Ce périple fut réaliser entièrement seul, sans assistante, en style alpin, sans sponsors et sans soutien logistique, et en un temps record de 177 jours)
FAQ
Questions venant de la Communauté Reddit
Pourquoi? Qu’est-ce qui t’as poussé à t’engager dans cette aventure?
C’est difficile à dire. Je voulais trouver une activité qui me permettrais de cumuler 3 choses qui sont importantes pour moi : les montagnes, l’environnement, et les voyages. Je suis vraiment passionné par l’aventure de manière générale. J’ai traversé l’Islande en solitaire sans assistance du Sud au Nord pendant 14 jours. J’ai fait un trekk de 200km en solitaire en Mongolie. J’ai parcours la Nouvelle-Zélande à vélo sur 1600km.
Comme indiqué à plusieurs reprises je suis aussi très sensible au sujet de l’environnement, je voulais donc que cela est une part principale dans mon périple.
Bien que je sois Français je ne connaissais pas l’Europe mieux que cela, and l’idée m’est donc venue naturellement : je vais atteindre le point culminant de chaque pays Européen afin de sensibiliser les gens à la pollution en montagne.
Ce n’est qu’à la fin de cette aventure que j’ai pris conscience qu’aucune autre personne n’avait fait cela en solitaire et que j’étais donc entrain de battre un record.
Quelle difficulté cela représente-t-il?
La difficulté générale est basé sur la condition physique et l’expérience personnelle. Pour moi j’ai trouvé cela plus facile qu’anticipé.
Il y a aura toujours beaucoup de gens qui seront là pour vous convaincre de ne rien faire car cela est trop difficile. J’ai arrêté d’écouter ces gens, ils ne savent tout simplement pas de quoi ils parlent.
T’es tu blessé gravement?
Je me suis abimé le pied gauche le troisième mois, en plein milieu de mon périple. Je ne voulais toutefois par ralentir mon rythme, j’ai donc mis la douleur de côté pendant les trois derniers mois.
Maintenant que j’ai fini, j’essaye de savoir exactement ce que j’ai. Tout ce que je sais de mon côté c’est que la douleur était insuportable à la descente lorsque j’avais mes chaussures d’alpinisme au pied. Cela m’a tout simplement forcé à laisser ma jambe gauche pour mort et à la trainer tout en utilisant mes batons et ma jambe droite pour descendre les pentes.
Il y a-t-il eu un moment où tu as voulu tout abandonné?
Non. Je pense que c’est justement mon point fort : un mental d’acier inoxydable recouvert d’une couche de Titanium. Je ne suis pas une personne physiquement impressionnante, and en me regardant personne ne s’attendrait à ce que je puisse gravir des sommets.
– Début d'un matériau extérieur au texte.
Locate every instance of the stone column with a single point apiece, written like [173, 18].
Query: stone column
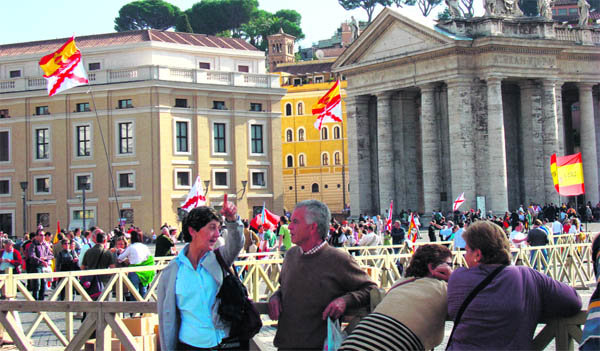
[385, 150]
[461, 136]
[549, 136]
[408, 169]
[398, 150]
[497, 150]
[532, 157]
[588, 142]
[357, 109]
[429, 150]
[560, 117]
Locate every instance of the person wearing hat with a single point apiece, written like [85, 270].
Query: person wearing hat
[164, 243]
[9, 257]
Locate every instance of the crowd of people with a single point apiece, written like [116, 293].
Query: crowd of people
[488, 300]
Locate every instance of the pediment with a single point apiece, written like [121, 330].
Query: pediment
[391, 35]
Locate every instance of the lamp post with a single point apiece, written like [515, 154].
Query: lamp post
[83, 185]
[24, 188]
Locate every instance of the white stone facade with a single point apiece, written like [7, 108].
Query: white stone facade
[474, 106]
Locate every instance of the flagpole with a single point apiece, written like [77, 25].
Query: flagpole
[343, 153]
[112, 180]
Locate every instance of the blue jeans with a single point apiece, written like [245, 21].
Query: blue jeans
[532, 254]
[38, 286]
[135, 279]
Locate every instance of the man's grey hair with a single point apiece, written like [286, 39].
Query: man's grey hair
[316, 212]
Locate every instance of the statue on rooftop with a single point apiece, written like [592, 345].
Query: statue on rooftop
[584, 12]
[544, 8]
[453, 8]
[354, 28]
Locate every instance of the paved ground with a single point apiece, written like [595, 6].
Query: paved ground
[44, 339]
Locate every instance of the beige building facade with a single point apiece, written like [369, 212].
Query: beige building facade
[165, 107]
[471, 105]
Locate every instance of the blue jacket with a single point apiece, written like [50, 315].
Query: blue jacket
[168, 314]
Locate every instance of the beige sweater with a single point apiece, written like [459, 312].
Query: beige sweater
[421, 306]
[308, 284]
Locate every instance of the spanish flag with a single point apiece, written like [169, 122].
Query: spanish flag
[567, 174]
[329, 107]
[63, 68]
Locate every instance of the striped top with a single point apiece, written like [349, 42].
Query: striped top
[378, 332]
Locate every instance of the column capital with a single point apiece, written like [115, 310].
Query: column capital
[461, 81]
[492, 78]
[356, 99]
[384, 95]
[585, 85]
[428, 87]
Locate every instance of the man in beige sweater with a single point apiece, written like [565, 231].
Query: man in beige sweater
[316, 281]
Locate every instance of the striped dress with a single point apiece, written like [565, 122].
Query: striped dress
[378, 332]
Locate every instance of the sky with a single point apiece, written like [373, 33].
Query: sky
[32, 20]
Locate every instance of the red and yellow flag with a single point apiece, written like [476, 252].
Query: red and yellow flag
[567, 174]
[329, 107]
[63, 68]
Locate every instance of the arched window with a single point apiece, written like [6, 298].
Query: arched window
[336, 132]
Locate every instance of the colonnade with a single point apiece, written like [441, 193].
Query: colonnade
[424, 145]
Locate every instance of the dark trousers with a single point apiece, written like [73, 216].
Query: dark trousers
[38, 286]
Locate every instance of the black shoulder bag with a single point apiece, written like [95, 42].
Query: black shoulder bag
[470, 298]
[92, 283]
[235, 306]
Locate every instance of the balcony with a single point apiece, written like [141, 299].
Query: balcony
[162, 73]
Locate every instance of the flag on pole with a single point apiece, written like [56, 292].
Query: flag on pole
[388, 224]
[412, 226]
[265, 218]
[459, 201]
[195, 198]
[63, 68]
[55, 239]
[567, 174]
[329, 107]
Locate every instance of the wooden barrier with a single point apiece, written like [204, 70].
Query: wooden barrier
[569, 262]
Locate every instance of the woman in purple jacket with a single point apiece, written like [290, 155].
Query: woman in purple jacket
[505, 313]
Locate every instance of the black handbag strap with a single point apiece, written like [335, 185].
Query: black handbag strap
[98, 260]
[222, 262]
[470, 298]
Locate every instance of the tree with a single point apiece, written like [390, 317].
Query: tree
[264, 23]
[146, 14]
[215, 16]
[367, 5]
[183, 24]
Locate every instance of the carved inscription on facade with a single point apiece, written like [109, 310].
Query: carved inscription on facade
[525, 61]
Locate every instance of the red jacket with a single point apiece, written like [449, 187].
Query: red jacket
[16, 261]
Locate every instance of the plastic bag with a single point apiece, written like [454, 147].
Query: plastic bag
[335, 335]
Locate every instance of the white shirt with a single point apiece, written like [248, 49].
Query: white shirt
[556, 227]
[136, 253]
[516, 235]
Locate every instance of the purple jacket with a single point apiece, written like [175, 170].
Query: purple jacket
[504, 315]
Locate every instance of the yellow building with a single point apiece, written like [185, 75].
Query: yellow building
[314, 164]
[167, 107]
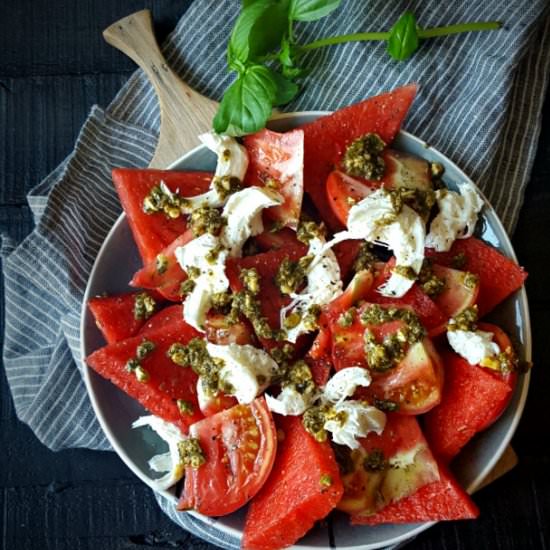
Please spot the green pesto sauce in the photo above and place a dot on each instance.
(363, 157)
(206, 219)
(466, 320)
(292, 275)
(191, 453)
(144, 306)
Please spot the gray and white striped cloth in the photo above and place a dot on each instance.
(479, 103)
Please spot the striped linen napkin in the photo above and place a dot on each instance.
(479, 102)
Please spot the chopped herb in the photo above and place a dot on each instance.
(191, 453)
(375, 461)
(144, 349)
(292, 275)
(144, 306)
(363, 157)
(161, 264)
(185, 407)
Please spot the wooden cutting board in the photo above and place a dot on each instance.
(185, 114)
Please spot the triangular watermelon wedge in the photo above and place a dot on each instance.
(326, 139)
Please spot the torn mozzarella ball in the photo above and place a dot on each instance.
(473, 346)
(357, 420)
(457, 216)
(166, 462)
(344, 383)
(243, 212)
(247, 371)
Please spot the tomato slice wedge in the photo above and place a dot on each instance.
(239, 445)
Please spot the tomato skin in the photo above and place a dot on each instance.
(499, 276)
(293, 498)
(326, 139)
(367, 492)
(153, 232)
(114, 316)
(473, 398)
(239, 445)
(279, 157)
(415, 383)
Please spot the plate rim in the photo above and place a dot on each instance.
(87, 372)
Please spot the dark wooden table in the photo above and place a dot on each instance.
(53, 67)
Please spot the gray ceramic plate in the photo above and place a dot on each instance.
(116, 411)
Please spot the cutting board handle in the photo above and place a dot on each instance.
(184, 113)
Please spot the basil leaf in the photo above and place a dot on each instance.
(247, 103)
(285, 89)
(403, 40)
(239, 42)
(311, 10)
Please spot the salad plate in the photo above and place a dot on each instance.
(117, 261)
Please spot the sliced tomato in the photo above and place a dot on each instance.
(414, 384)
(239, 445)
(358, 289)
(164, 319)
(473, 398)
(498, 275)
(278, 159)
(219, 331)
(164, 273)
(404, 464)
(441, 500)
(166, 383)
(153, 232)
(269, 240)
(343, 192)
(428, 312)
(304, 487)
(326, 139)
(114, 316)
(267, 264)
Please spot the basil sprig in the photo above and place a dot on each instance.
(266, 58)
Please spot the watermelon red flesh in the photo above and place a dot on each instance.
(437, 501)
(429, 314)
(278, 157)
(293, 498)
(167, 282)
(473, 398)
(498, 275)
(114, 316)
(326, 139)
(153, 232)
(167, 381)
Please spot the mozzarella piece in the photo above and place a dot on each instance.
(473, 346)
(289, 402)
(358, 420)
(232, 157)
(405, 236)
(212, 277)
(324, 284)
(166, 462)
(248, 370)
(244, 216)
(344, 383)
(457, 216)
Mais sapristi je ne m’avoue jamais vaincu!!
Certes, à de nombreuses reprises j’ai fait demi-tour car j’ai pris conscience que les conditions se dégradaient (être fou ne veut pas dire stupide), mais je suis toujours revenu par la suite pour retenter mon ascension. Il vaut mieux avoir un bon mental pour se dire « tu te souviens de cette montagne où tu as du faire demi-tour à 150m du sommet après avoir bataillé 6h dans la neige? Et bien tu vas devoir tout refaire à nouveau aujourd’hui et cette fois-ci cela va marcher »
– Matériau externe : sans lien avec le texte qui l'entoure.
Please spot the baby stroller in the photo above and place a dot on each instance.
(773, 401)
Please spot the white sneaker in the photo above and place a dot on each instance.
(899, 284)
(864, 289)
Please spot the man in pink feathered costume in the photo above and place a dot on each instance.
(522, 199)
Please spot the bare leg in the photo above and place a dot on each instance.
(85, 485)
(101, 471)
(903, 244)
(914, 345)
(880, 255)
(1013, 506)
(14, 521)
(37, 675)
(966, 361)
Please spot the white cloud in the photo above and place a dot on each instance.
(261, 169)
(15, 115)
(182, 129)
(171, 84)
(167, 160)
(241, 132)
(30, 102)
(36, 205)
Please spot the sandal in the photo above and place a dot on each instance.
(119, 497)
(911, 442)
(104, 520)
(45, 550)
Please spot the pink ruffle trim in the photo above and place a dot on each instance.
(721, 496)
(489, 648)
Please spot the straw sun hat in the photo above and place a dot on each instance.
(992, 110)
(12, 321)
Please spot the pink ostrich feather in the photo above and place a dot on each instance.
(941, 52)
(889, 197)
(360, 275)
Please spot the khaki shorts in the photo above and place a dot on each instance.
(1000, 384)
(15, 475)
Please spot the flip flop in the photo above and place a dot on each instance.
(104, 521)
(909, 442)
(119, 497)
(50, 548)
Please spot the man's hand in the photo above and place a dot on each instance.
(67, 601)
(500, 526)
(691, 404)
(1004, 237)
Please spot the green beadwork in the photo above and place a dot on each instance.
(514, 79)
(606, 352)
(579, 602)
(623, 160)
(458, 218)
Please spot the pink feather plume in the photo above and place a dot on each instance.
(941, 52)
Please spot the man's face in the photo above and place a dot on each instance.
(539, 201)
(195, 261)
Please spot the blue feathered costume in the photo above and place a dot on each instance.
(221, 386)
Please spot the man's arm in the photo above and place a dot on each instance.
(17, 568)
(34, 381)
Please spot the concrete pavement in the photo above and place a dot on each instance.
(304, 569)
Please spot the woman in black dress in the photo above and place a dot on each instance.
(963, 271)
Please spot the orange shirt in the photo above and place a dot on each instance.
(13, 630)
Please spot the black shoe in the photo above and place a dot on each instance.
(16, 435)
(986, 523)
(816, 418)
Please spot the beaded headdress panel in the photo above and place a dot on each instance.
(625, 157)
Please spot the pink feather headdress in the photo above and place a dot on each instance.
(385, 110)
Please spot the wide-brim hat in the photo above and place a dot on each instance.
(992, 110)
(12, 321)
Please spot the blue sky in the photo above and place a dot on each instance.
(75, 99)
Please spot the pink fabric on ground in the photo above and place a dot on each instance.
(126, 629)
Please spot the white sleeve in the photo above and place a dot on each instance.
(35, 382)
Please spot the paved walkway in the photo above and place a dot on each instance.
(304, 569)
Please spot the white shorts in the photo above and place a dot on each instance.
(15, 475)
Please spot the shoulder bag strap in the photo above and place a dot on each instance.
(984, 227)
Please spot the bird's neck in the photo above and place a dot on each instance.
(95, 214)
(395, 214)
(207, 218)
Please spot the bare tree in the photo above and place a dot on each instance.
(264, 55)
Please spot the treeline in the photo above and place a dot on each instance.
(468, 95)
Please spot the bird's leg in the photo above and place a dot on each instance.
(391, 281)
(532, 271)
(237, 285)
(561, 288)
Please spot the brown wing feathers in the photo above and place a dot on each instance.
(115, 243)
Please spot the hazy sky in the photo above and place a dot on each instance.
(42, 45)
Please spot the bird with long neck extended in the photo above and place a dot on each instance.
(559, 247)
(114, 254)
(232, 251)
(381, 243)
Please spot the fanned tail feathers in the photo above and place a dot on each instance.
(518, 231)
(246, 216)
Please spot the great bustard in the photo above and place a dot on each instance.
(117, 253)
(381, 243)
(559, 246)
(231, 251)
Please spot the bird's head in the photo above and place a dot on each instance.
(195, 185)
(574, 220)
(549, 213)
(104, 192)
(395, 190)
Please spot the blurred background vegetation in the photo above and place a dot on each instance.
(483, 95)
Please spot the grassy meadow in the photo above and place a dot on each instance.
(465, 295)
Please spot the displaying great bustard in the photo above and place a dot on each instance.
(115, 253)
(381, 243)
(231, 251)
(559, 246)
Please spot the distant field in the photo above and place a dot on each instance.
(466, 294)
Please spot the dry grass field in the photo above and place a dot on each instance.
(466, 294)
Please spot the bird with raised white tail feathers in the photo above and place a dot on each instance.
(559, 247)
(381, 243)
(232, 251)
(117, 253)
C’est exactement ce qui m’est arrivé en Russie. Après 10h de marche dans 100km/h de vent et 2700m de dénivelé j’ai fait demi-tour. Épuisé, le pied gauche incapable de toucher le sol, je me suis dit « je n’arriverais pas à trouver la force mentale ou physique pour réessayer ».
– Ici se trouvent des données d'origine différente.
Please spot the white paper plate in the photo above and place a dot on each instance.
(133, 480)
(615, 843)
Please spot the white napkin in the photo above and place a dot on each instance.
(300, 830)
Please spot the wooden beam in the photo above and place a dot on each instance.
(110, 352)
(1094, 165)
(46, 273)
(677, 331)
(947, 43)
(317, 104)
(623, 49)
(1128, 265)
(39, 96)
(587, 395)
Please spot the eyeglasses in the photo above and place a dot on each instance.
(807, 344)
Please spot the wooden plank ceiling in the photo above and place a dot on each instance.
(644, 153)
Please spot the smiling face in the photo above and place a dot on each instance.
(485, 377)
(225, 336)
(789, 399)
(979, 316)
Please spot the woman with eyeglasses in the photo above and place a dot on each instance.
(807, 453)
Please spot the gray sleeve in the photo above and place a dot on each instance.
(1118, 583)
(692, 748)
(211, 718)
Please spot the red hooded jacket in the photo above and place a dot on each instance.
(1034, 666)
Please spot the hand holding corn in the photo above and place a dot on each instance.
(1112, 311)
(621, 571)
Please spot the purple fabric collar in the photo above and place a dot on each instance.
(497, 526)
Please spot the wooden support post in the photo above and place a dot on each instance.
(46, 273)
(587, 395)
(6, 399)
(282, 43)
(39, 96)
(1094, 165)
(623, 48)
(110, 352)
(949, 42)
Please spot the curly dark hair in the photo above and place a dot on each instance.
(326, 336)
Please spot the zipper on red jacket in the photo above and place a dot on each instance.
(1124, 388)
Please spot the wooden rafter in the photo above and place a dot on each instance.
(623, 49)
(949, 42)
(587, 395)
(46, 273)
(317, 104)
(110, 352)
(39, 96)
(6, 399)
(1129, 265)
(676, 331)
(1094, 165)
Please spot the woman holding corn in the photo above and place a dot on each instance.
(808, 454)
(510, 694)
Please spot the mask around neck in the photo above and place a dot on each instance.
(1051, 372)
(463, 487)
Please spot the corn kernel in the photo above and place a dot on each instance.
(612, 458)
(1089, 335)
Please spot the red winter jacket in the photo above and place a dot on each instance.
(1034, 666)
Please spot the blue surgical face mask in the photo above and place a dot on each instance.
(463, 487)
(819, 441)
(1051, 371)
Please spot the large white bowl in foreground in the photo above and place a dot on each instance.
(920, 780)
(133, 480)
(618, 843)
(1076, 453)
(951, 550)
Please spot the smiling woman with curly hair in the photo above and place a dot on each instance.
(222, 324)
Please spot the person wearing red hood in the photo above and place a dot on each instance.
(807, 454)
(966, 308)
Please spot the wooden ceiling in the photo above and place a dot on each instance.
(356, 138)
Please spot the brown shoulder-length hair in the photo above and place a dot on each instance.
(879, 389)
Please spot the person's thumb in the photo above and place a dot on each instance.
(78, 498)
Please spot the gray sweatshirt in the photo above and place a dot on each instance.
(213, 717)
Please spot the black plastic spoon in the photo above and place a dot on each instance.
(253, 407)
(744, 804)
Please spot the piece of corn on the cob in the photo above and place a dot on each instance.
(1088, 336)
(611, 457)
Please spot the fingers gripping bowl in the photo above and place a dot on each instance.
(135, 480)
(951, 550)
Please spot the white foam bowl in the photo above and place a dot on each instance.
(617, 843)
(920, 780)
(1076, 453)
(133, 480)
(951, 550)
Moins de 36h après, le pied toujours en vrac, j’étais de retour sur les pentes.
Quelle était la beauté des paysages?
Époustouflante.
Chaque sommet avait son propre style and un paysage unique à offrir (malgré le mauvais temps constant et les masses nuageuses qui m’ont suivi).
Depuis l’incroyable désert blanc de l’Islande, aux sommets enneigés des Balkans, aux pics des Alpes qui vous déchire le ciel, chaque sommet fut inconditionnellement incomparable.